Mr Cordier was released from hospital on Monday morning.
Meanwhile, French president François Hollande told reporters accompanying him on a trip to Ethiopia: “We still do not know the exact circumstances of the attack or the identity of the attacker, but we are looking at all options.”
“I do not think that at this stage a link can be made” to the Woolwich attack, he said.
French interior minister Manuel Valls, however, said there were similarities, and that the knife attack, which left Cordier “traumatised” but stable, “could have been a terrorist act.”
“Basically, there are components which could lead you to think we’re dealing with an act of terrorism,” Valls told France 5 TV on Sunday.
On Saturday Mr Valls also said that the “sudden violence of the attack” in Paris was one of a few elements that suggested “there was a form of comparison to be made with what happened in London.
However the minister said that the inquiry had “just begun,” and urged caution against “any lumping together or comparison” with the attack in Woolwich which saw Lee Rigby killed on a London street by two men wielding knives and a cleaver who then launched into a tirade against British military involvement in Muslim countries.
Defence Minister Jean-Yves Le Drian visited the wounded man in hospital and later told reporters he had been targeted because he was a soldier.
Mr Le Drian, who said the soldier was in a stable condition, vowed to continue France’s “implacable” fight against terrorism.

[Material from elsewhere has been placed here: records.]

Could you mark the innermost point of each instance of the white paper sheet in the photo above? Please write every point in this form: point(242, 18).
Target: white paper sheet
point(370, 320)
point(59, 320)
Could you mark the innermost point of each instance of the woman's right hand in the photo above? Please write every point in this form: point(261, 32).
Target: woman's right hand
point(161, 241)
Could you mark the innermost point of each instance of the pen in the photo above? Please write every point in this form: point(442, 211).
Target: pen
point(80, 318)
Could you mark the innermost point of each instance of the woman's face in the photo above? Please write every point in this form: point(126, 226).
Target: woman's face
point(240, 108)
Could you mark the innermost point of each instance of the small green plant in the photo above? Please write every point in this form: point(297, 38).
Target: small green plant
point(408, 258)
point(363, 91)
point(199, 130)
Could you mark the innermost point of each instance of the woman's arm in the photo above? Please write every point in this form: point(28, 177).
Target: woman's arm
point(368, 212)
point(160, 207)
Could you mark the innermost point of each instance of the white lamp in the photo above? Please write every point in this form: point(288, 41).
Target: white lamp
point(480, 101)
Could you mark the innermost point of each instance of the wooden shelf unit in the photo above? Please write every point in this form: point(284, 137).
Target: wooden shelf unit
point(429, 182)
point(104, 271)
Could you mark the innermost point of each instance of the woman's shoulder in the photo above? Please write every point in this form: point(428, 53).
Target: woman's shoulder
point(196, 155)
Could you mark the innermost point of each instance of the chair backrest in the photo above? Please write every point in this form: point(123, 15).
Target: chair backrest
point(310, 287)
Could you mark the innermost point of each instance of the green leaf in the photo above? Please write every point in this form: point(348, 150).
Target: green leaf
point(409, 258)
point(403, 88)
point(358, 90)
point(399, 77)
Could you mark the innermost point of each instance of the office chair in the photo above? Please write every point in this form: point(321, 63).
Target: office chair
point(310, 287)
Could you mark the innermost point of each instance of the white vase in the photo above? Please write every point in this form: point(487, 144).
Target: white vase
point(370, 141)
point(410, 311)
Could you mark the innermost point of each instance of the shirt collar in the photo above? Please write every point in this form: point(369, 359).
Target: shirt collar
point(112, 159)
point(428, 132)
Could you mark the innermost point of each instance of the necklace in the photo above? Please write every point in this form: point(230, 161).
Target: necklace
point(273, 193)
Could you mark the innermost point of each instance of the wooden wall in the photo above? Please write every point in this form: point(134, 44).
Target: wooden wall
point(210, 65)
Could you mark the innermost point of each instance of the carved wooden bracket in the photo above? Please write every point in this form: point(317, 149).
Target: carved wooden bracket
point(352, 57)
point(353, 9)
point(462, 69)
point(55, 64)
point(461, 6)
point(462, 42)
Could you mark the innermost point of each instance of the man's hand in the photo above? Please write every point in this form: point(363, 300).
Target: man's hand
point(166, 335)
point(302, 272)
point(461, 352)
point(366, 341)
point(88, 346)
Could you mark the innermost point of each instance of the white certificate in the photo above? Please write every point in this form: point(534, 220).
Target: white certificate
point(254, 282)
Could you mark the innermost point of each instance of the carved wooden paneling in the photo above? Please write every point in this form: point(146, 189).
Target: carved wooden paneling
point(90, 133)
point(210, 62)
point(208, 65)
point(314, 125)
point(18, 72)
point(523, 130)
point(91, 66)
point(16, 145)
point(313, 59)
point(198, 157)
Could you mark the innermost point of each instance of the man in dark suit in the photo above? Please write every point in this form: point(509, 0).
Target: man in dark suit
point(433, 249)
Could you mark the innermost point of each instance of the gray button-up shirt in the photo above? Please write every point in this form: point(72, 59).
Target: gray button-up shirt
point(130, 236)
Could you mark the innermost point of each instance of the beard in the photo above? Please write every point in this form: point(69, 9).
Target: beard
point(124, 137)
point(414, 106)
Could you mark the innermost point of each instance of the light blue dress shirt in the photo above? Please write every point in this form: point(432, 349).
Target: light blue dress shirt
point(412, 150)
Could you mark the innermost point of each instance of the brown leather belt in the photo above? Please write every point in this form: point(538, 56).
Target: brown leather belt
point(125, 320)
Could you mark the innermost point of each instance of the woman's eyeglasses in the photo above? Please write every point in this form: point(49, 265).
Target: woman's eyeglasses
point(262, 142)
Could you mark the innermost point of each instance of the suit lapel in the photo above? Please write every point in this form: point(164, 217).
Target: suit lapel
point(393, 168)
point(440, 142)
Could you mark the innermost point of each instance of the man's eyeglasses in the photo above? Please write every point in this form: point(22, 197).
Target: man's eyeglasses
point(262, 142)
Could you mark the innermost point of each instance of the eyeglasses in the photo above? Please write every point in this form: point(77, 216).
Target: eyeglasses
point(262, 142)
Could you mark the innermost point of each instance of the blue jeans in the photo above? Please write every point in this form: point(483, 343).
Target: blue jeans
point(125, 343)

The soldier, who was armed and in uniform, was patrolling as part of France’s Vigipirate anti-terrorist alert system that sees troops deployed at high-profile tourist, business and transport sites across the capital.
The Vigipirate scheme was raised to “reinforced red” in January after jihadist rebels in Mali threatened to “strike at the heart of France.”
On “red alert” before Saturday’s attack at La Défense, authorities announced on Monday that they would not be raising Vigipirate to the highest level which is “crimson”.